The bubble sort uses pairwise comparisons to sort lists. The worst case for the bubble sort is when the list is in strictly descending order when you are trying to put it into ascending order. In this case the algorithm compares the first element to (n-1) other elements, and then compares the second element to (n-2) elements to it's right, and then compares the third element to (n-3) elements to it's right, etc, etc. So in total the number of comparisons is (n-1) + (n-2) + (n-3) + (n-4) + ...+ 2 + 1 = n/2(n-1). Expanding this out to polynomial form it has it's highest power of n being 2, hence complexity theory classes this as O(n2).

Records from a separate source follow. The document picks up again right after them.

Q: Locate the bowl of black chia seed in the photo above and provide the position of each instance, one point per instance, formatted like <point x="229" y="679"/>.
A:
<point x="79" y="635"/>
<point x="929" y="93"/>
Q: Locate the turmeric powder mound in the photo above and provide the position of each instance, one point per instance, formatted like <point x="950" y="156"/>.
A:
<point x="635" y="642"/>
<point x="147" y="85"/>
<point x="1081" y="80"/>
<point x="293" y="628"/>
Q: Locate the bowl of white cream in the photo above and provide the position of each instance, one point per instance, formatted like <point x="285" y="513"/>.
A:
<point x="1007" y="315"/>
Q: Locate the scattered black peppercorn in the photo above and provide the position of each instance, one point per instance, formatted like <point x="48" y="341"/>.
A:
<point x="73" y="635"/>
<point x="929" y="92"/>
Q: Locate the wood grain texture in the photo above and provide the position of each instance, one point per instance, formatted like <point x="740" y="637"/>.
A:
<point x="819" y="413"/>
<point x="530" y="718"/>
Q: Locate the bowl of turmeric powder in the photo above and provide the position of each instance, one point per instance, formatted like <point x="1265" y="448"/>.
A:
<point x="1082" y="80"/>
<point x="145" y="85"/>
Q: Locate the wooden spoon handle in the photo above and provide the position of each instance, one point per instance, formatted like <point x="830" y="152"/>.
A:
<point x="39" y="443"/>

This seems simple at first - just iterate through the list updating an array to indicate which items you have, but this approach does not meet the constant space limitation imposed in the wording of the question. It would require O(n) space. i.e the space required grows linearly with the size of the list.

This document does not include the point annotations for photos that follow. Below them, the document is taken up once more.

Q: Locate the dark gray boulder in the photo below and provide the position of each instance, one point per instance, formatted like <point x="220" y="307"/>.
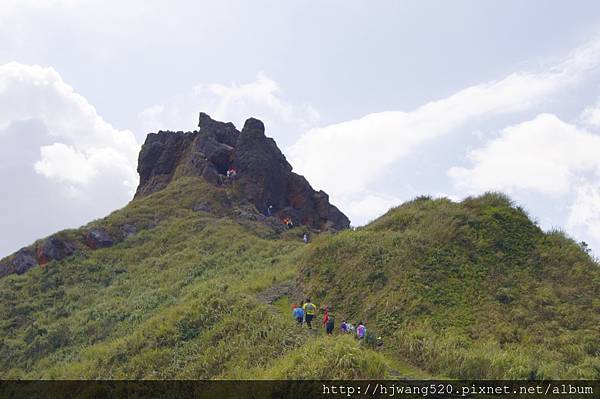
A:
<point x="24" y="260"/>
<point x="98" y="238"/>
<point x="128" y="230"/>
<point x="54" y="248"/>
<point x="264" y="176"/>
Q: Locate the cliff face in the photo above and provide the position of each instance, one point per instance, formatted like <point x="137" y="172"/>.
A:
<point x="264" y="181"/>
<point x="264" y="177"/>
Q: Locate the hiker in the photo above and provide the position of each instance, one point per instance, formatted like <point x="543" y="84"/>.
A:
<point x="288" y="222"/>
<point x="298" y="315"/>
<point x="344" y="327"/>
<point x="349" y="328"/>
<point x="329" y="323"/>
<point x="326" y="315"/>
<point x="231" y="172"/>
<point x="309" y="312"/>
<point x="361" y="330"/>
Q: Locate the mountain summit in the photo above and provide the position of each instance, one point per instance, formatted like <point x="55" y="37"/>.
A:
<point x="262" y="187"/>
<point x="262" y="174"/>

But if we allocate some space to store a running total which we update as we iterate through the list, once we reach the end of the list we can compare the running total with the theoretical total that we can calculate using, you guessed it, the sum of an arithmetic progression we can easily identify the missing integer. This approach has constant space complexity.
This problem is an extension of the previous one. In the previous case we had a single equation with a single unknown that was easily solved. Now we have a single equation with 2 unknown numbers. If you remember anything about solving simultaneous equations you'll know this is not a good situation. However, once again we can make use of some simple algebra to help out. Instead of summing all the terms we can calculate the product of them. The theoretical value for this, n!, is known assuming n isn't too large, so we can compare the calculated value to the theoretical value and now we have 2 equations which we can use to solve for the 2 unknowns, and we've used only constant space complexity to do it. Viola!